Le verdict : Il transforme une culture millénaire de l'expression vocale en une sorte de manifestation surnaturelle. Le "cri" renvoie à la bête, le "chant" renvoie à la muse. Il ne voit jamais la femme réelle qui utilise sa voix comme une arme ou un bouclier.


« C'est aussi le désert et le vent »
Amalgame pour désigner le fait que les musulmans vivent dans le désert… et sans aucun doute pour être raccord avec le vidéo clip… bref, le prêt à penser oriental.

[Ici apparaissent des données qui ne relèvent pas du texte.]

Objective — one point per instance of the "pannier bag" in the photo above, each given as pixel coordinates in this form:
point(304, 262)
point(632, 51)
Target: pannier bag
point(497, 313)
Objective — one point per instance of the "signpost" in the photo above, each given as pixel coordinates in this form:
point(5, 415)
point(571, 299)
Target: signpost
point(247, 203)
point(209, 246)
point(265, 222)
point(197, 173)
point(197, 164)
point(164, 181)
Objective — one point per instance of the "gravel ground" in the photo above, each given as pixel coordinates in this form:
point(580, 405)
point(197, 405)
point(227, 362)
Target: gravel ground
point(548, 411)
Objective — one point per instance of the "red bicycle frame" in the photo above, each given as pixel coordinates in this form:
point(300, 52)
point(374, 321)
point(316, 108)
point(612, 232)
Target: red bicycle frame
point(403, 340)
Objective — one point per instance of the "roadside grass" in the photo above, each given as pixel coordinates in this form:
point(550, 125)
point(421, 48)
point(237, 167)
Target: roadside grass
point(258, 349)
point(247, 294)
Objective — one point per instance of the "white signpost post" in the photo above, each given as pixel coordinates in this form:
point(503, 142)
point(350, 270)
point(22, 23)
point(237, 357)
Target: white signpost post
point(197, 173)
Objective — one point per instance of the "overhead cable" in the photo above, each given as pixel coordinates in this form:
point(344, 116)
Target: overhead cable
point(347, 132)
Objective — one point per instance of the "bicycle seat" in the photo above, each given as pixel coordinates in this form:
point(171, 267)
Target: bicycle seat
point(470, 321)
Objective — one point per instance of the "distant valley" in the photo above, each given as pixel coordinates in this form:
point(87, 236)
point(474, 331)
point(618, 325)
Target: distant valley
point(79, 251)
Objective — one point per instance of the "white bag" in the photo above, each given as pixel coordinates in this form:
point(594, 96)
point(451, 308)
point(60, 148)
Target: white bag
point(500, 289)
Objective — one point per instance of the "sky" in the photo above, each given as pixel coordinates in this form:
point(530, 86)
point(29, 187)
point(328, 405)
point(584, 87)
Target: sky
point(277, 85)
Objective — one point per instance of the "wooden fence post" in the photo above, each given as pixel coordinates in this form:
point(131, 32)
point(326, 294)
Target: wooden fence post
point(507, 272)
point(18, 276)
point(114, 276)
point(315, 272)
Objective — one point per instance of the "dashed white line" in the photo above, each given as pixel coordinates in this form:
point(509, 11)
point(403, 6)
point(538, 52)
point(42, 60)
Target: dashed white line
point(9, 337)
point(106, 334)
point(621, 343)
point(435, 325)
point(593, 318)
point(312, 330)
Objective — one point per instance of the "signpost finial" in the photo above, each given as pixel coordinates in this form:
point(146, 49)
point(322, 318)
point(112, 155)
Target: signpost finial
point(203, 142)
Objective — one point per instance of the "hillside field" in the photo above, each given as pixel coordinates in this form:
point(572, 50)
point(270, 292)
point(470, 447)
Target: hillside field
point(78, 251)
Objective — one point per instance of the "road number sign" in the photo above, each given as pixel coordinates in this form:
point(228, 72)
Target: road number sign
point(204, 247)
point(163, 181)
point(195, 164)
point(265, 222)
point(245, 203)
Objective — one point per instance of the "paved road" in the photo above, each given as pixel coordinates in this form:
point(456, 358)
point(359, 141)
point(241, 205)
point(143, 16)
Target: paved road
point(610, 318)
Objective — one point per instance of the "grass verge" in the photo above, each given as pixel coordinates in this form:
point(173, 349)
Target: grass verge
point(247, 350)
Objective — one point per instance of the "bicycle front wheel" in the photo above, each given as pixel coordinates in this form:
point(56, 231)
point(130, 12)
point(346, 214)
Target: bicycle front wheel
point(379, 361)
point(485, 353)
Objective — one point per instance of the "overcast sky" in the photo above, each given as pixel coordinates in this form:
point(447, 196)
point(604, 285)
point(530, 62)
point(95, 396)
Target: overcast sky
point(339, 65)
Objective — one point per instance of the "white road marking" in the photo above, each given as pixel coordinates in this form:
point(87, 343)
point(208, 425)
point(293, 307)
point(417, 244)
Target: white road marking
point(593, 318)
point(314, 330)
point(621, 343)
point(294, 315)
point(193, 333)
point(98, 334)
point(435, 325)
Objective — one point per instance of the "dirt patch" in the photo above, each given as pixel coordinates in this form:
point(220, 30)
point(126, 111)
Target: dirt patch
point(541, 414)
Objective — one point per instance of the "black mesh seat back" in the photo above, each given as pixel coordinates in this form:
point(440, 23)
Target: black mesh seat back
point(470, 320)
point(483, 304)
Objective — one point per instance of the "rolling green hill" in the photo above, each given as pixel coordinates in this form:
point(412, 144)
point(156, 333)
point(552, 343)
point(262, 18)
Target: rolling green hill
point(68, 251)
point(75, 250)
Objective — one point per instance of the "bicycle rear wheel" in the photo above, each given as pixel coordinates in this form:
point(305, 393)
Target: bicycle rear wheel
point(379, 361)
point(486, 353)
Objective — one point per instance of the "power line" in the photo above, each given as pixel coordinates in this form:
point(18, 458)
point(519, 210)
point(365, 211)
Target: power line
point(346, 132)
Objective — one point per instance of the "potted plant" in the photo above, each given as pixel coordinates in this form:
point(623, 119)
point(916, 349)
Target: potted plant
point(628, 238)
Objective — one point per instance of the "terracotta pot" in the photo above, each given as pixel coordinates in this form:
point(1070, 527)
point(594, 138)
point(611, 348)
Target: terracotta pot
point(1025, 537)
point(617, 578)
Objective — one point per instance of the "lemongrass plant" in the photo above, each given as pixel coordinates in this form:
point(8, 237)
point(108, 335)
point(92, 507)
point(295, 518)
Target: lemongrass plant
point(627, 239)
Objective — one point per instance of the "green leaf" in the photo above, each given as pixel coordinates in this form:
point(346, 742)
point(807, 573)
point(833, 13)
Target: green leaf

1. L'Amalgame "Géographie du Vide"
L'idée de Sardou : Dans le clip et le texte, l'Islam est une religion de poussière et de vent.
Le constat de l'Archiviste : En associant systématiquement la musulmane au désert, il efface 90 % de la réalité musulmane. Il oublie les forêts de Java, les montagnes du Liban (qu'il ne montre que comme des collines pelées), les deltas du Bengale ou les métropoles de béton du Caire et de Casablanca… OU à nouveau, il nous demande de ne pas être « sourd » et de s’intéresser à la culture musulmane avant de croire « tout » sur paroles…
Le verdict : Pour « l’européen », si ce n'est pas dans le désert, ce n'est pas "exotique". Il réduit une culture mondiale à un décor de Star Wars (Tatooine)… pour satisfaire un public inculte (comprenez un public qui ne connait pas la religion et l’histoire de l’islam mais en à l’image d’holliwood).

2. Le Vent : L'effaceur d'Histoire
Pourquoi le vent ? Parce que le vent efface les traces.
L'analyse : Dans le clip, le vent qui souffle sur les ruines suggère que ces civilisations sont en train de retourner à la poussière. C’est une vision "archéologique" : pour lui, ces peuples appartiennent déjà au passé. Le vent glacé ou le vent de sable, c'est ce qui reste quand "le temps s'est arrêté".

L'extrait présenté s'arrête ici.